• Ennis Borch posted an update 2 years ago

    Financial services are the basic economic services offered by the financial industry, which covers a wide assortment of firms which deal with money, such as banks, credit card companies, credit unions and mortgage lenders. With such a large scope in the world of finance , there are several employment options available in the financial industry. They include investment bankers, investment managers, investment advisors, financial planners, mortgage brokers, risk managers, and insurance underwriters. There can be a huge variety of financial services that people can get into depending on their education, skills, age, geographical location and also the kind of experience they already have in the industry.

    Investing Managers are financial industry specialists who manage investments, both actively and passively. In order to be qualified to manage investments, they need to have extensive educational background and also vast experience in managing money. Some examples of individuals who might be employed by such a company include those working for Wall Street investment banks, boutique banking firms and more. The duties of a financial manager include advising investors, identifying suitable investment opportunities and ensuring compliance with securities laws.

    Financial Analysts is individuals whose main function is to analyze financial data in order to provide investment advice to clients. Financial analysts can work in a number of different financial service firms including commercial banks, asset managers, stock funds and hedge funds. Some of the places where analysts can find employment include insurance companies, mutual fund companies, investment banks and more. It is not uncommon to find analysts working for government bodies such as the Small Business Administration or SBA. There are also opportunities available at think tanks, public interest groups, media outlets, and academia.

    Financial Innovation is the process of coming up with new financial services or products. This can either be done through technological innovation or through creative innovation. Financial innovation is done through financial institutions such as banks or commercial banks, which sometimes give financial innovation grants to research companies. Examples of financial innovation grants can be the development of a new online banking system, technological innovation that would enable banks to provide enhanced customer service, or new software applications. There are also grants given out by government agencies to help develop new software applications or develop specific financial services.

    There are several sub-sectors within the financial services sector. The sub-sectors are risk management, capital management, credit rating, and mortgage banking.
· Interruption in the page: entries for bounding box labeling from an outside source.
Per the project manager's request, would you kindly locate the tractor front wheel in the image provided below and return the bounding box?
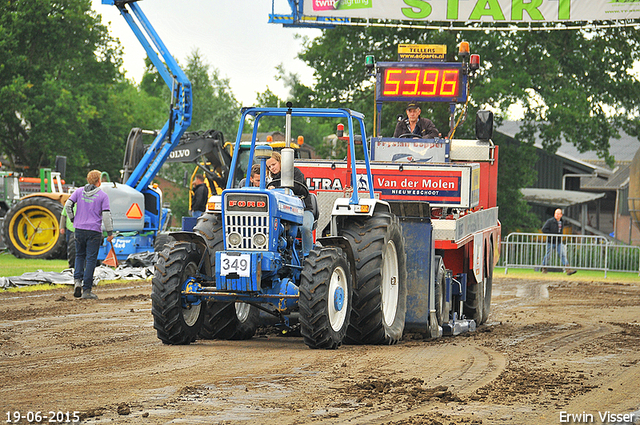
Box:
[151,242,204,345]
[298,248,352,349]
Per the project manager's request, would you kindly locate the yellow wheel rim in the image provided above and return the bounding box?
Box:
[9,205,60,255]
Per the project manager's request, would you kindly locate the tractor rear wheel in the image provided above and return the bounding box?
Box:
[3,196,66,260]
[341,213,407,344]
[151,242,204,345]
[298,248,353,349]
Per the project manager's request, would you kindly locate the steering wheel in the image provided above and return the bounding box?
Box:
[398,133,420,139]
[267,179,309,198]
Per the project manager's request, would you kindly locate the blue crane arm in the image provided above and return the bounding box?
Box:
[102,0,193,192]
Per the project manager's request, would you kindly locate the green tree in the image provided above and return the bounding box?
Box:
[0,0,160,184]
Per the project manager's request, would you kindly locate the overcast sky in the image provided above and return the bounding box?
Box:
[92,0,320,106]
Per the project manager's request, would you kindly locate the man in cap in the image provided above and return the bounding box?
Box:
[393,102,441,139]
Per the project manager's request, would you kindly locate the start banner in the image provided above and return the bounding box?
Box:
[304,0,640,23]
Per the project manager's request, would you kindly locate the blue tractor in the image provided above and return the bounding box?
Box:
[151,104,407,349]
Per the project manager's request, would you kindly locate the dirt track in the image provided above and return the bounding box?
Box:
[0,276,640,425]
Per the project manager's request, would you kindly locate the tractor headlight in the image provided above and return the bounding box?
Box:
[229,232,242,246]
[253,233,267,248]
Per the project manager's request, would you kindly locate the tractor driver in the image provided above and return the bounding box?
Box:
[267,152,314,257]
[393,102,442,139]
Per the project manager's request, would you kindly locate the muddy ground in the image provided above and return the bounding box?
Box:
[0,274,640,425]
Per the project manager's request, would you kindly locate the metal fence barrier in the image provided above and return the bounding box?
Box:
[499,233,640,277]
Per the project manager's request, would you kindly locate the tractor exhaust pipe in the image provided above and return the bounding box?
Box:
[280,102,293,194]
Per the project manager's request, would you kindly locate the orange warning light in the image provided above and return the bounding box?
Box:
[126,203,142,219]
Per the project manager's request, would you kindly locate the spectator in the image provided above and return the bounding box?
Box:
[393,102,442,139]
[64,170,113,300]
[542,208,576,275]
[190,174,209,218]
[267,152,314,256]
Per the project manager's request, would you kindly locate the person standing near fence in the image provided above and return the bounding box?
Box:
[542,208,576,275]
[64,170,113,300]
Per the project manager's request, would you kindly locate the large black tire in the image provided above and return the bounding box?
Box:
[464,242,493,325]
[151,242,204,345]
[3,196,67,260]
[435,255,449,326]
[193,214,260,340]
[65,229,76,269]
[298,248,353,349]
[341,213,407,344]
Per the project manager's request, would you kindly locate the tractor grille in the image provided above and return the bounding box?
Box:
[224,193,270,251]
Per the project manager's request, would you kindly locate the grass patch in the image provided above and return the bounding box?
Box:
[0,251,69,277]
[493,267,640,283]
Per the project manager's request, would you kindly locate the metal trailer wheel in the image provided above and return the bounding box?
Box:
[464,240,493,325]
[298,247,353,349]
[3,196,67,260]
[341,213,407,344]
[435,255,449,326]
[151,242,204,345]
[482,243,494,323]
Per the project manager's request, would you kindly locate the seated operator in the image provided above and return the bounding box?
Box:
[267,152,314,256]
[238,164,260,187]
[393,102,442,139]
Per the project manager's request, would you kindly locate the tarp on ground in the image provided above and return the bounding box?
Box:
[0,252,156,289]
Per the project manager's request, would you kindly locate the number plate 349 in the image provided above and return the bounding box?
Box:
[220,252,251,277]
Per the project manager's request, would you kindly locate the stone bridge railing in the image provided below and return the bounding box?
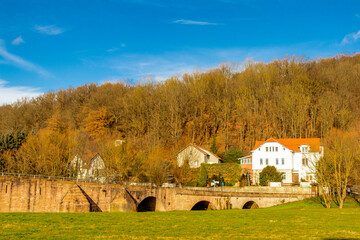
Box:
[0,172,317,196]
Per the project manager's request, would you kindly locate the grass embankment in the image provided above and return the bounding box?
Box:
[0,199,360,239]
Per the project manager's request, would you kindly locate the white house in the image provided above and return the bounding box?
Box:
[70,153,105,181]
[251,138,323,184]
[177,144,221,168]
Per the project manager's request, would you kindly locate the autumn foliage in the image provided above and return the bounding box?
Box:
[0,55,360,182]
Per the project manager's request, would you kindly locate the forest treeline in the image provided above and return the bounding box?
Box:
[0,55,360,180]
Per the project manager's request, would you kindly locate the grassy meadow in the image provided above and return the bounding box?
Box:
[0,199,360,239]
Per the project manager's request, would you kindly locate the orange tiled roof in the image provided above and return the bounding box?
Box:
[252,138,320,152]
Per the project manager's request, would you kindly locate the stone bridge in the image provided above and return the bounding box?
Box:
[0,176,316,212]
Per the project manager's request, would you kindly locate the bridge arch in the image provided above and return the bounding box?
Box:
[191,200,211,211]
[137,196,156,212]
[243,201,259,209]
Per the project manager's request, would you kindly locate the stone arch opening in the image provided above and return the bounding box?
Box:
[137,197,156,212]
[191,201,210,211]
[243,201,259,209]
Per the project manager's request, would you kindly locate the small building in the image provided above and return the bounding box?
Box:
[70,153,106,181]
[239,155,253,181]
[251,138,323,184]
[177,144,221,168]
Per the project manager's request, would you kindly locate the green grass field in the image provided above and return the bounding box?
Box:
[0,199,360,239]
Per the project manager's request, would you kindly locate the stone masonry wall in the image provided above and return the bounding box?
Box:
[0,176,314,212]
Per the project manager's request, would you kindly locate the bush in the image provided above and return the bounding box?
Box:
[260,166,282,186]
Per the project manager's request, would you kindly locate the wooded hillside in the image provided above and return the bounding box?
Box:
[0,55,360,179]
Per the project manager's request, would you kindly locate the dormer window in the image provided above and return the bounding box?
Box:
[301,146,309,152]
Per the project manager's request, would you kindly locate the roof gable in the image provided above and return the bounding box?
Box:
[252,138,320,152]
[178,143,221,160]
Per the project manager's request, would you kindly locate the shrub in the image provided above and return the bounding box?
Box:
[260,166,282,186]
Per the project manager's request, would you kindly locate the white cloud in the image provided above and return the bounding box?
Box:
[173,19,220,26]
[106,48,120,52]
[106,43,126,52]
[0,39,52,77]
[340,30,360,45]
[0,79,42,105]
[11,36,25,45]
[35,25,65,35]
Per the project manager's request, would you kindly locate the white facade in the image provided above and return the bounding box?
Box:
[252,139,323,184]
[177,145,221,168]
[70,154,105,181]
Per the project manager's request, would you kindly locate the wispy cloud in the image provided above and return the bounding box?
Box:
[97,42,339,81]
[123,0,166,8]
[106,43,126,52]
[0,39,53,77]
[11,36,25,45]
[173,19,220,26]
[340,30,360,46]
[35,25,65,35]
[0,79,42,105]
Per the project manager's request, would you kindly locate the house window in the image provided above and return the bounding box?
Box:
[302,158,309,166]
[302,147,309,152]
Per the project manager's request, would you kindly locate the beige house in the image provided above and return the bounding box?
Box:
[177,144,221,168]
[70,153,105,181]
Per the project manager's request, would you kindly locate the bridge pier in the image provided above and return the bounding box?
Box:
[0,176,314,212]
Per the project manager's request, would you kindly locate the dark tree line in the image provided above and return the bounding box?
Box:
[0,55,360,182]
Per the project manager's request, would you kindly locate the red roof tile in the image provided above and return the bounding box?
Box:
[252,138,320,152]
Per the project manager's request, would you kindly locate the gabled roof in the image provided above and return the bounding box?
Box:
[252,138,320,152]
[179,143,221,160]
[238,155,252,160]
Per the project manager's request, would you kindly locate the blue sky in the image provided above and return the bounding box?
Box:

The risk management sub-sector includes investment grade credit risk, non-risky rated credit risk and uninsured risk. The capital management sub-sector includes captive and sub-captive lenders, corporate and municipal banks, mortgage banking and more.

    The last sub-sectors are international banking, market research and political economy, international economics, policy and banking, surveillance, and auditing. The international banking industry includes direct serving branches of major financial markets such as the European, Asian and US currencies, Debit and Credit Markets, Money Transfer and Settlement, and the Swiss Bank Account. The policy and economic sub-sectors include macroeconomics and monetary policy. Surveillance and auditing sub-sectors include risk management, litigation support and correction, and correctional service support.
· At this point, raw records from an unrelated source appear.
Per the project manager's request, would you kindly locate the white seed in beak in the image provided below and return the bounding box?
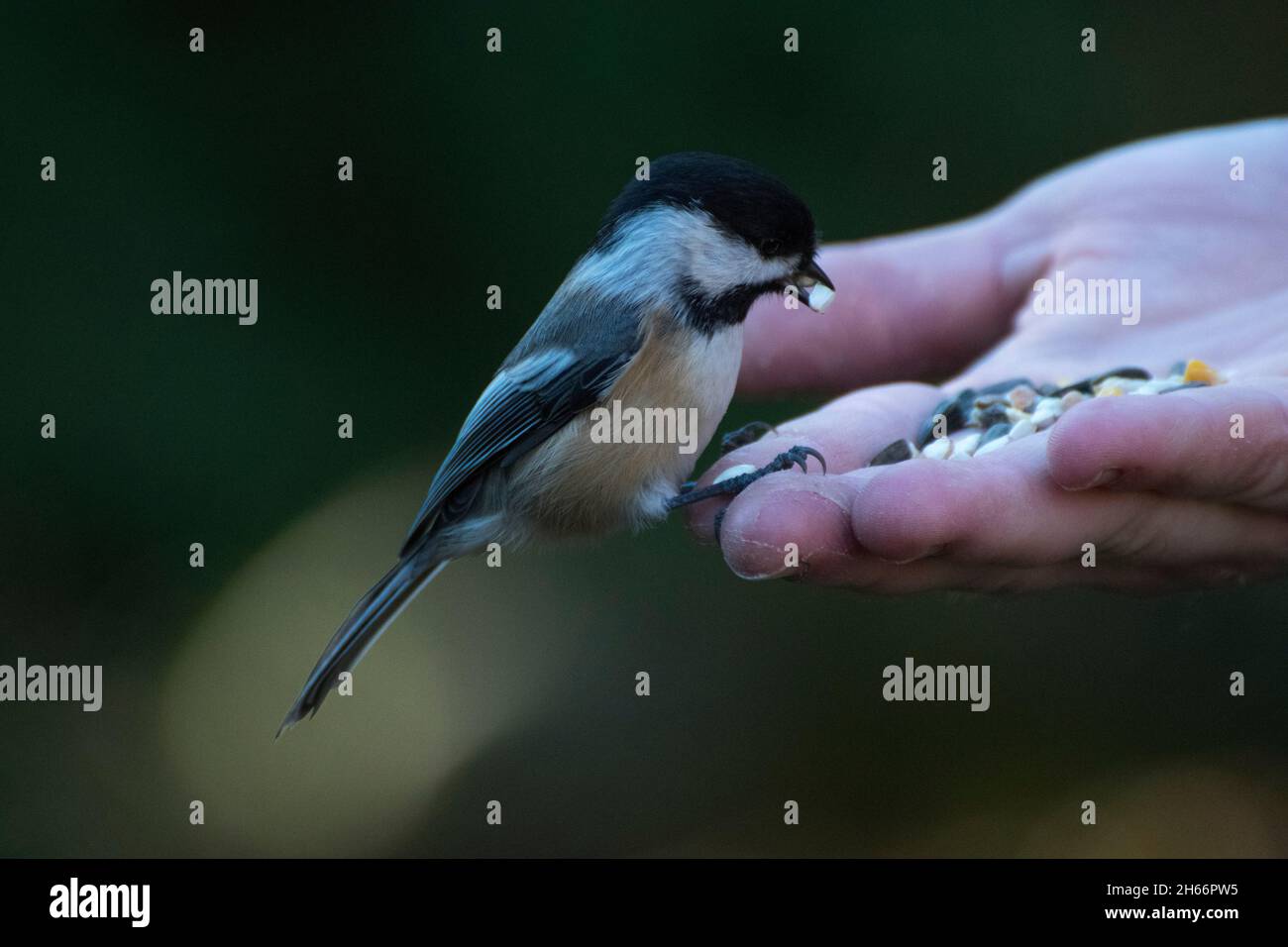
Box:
[805,282,836,312]
[711,464,756,485]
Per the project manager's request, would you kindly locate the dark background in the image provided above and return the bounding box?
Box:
[0,0,1288,856]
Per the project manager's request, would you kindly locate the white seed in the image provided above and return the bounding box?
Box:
[807,282,836,312]
[712,464,756,483]
[1006,385,1038,411]
[1004,417,1037,446]
[1030,398,1060,430]
[1006,407,1029,424]
[921,437,953,460]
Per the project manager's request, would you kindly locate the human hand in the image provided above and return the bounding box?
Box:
[692,121,1288,591]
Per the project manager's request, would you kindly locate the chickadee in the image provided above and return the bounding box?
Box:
[278,152,834,736]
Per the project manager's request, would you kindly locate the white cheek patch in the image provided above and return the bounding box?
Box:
[567,206,793,305]
[682,213,793,296]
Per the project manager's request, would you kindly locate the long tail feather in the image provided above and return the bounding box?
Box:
[277,554,450,736]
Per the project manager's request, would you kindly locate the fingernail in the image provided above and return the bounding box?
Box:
[1086,467,1124,489]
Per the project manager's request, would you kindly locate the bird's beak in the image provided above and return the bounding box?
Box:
[793,261,836,312]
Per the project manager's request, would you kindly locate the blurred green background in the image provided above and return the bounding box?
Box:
[0,0,1288,856]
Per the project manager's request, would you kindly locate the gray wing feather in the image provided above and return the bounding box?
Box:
[400,348,634,557]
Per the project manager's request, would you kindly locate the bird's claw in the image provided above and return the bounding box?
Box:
[720,421,774,458]
[778,446,827,474]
    The subprime mortgage crisis exposed the flaws in the financial system and opened doors for reform. Many new laws have been passed in the past few years to better protect consumers from predatory lending practices. In response to the subprime mortgage crisis, the banking sector has tightened its lending guidelines and has implemented stricter lending policies to try to get back on track. However, these reforms did not stop the financial crisis from continuing to affect the economy and financial markets.
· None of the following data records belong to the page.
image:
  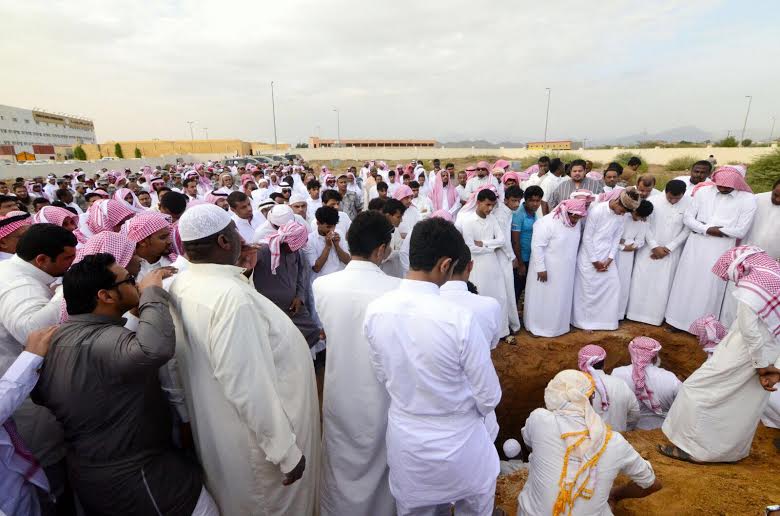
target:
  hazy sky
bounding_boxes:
[0,0,780,143]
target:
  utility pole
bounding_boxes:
[544,88,552,143]
[333,108,341,147]
[739,95,753,146]
[271,81,278,150]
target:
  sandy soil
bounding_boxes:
[493,322,780,515]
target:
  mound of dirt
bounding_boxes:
[493,322,780,515]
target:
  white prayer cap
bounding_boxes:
[179,204,233,242]
[504,439,520,459]
[290,192,307,204]
[268,204,295,227]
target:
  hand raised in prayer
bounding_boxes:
[236,244,260,270]
[138,267,178,292]
[282,456,306,486]
[289,297,303,315]
[24,326,58,357]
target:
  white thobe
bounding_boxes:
[412,195,433,220]
[439,281,503,441]
[461,213,517,337]
[0,255,65,467]
[230,212,265,244]
[381,227,411,278]
[364,280,501,512]
[720,192,780,328]
[493,202,520,333]
[612,365,682,430]
[592,369,640,432]
[626,195,691,326]
[571,202,627,330]
[615,216,648,319]
[303,229,349,280]
[517,408,655,516]
[313,260,401,516]
[170,263,320,515]
[663,300,780,462]
[666,186,756,331]
[523,213,582,337]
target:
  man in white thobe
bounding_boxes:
[720,179,780,327]
[523,199,588,337]
[517,370,661,516]
[577,344,639,432]
[626,180,691,326]
[666,167,756,331]
[660,247,780,462]
[313,211,401,516]
[612,337,682,430]
[364,218,501,515]
[571,189,639,330]
[170,204,320,516]
[458,189,520,337]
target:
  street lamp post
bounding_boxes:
[739,95,753,145]
[544,88,551,143]
[333,108,341,147]
[271,81,278,150]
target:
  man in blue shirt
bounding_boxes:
[512,185,544,299]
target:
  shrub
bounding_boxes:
[747,149,780,193]
[666,156,699,172]
[612,152,647,174]
[715,136,737,147]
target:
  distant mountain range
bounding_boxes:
[439,125,717,149]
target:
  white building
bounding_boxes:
[0,105,97,161]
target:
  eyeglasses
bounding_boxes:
[109,274,135,288]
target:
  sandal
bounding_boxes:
[656,444,701,464]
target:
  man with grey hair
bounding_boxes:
[170,204,320,515]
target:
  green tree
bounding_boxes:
[715,136,738,147]
[73,145,87,161]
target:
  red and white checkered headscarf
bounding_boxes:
[268,220,309,274]
[712,245,780,342]
[0,210,31,238]
[553,199,588,228]
[577,344,609,410]
[87,199,135,235]
[691,166,753,196]
[628,337,661,414]
[32,206,79,227]
[688,314,728,354]
[120,212,171,243]
[113,188,146,213]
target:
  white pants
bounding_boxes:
[395,482,496,516]
[192,486,219,516]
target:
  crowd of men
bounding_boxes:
[0,157,780,515]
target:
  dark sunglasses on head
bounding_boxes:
[109,274,135,288]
    The recent economic slowdown is another factor to take into consideration when looking at the changes to financial regulation in the United States. Lenders responded with new lending programs that helped to stoke the fire of the subprime mortgage crisis. However, financial institutions still needed additional assistance from government and regulatory requirements to prevent and stop foreclosures. The end result is that many homeowners were still left without homes and unable to meet their financial obligations. It is important for financial institutions to remember that government and regulatory requirements are designed to provide protection for financial institutions and provide the necessary guidelines to help them continue to serve the American public.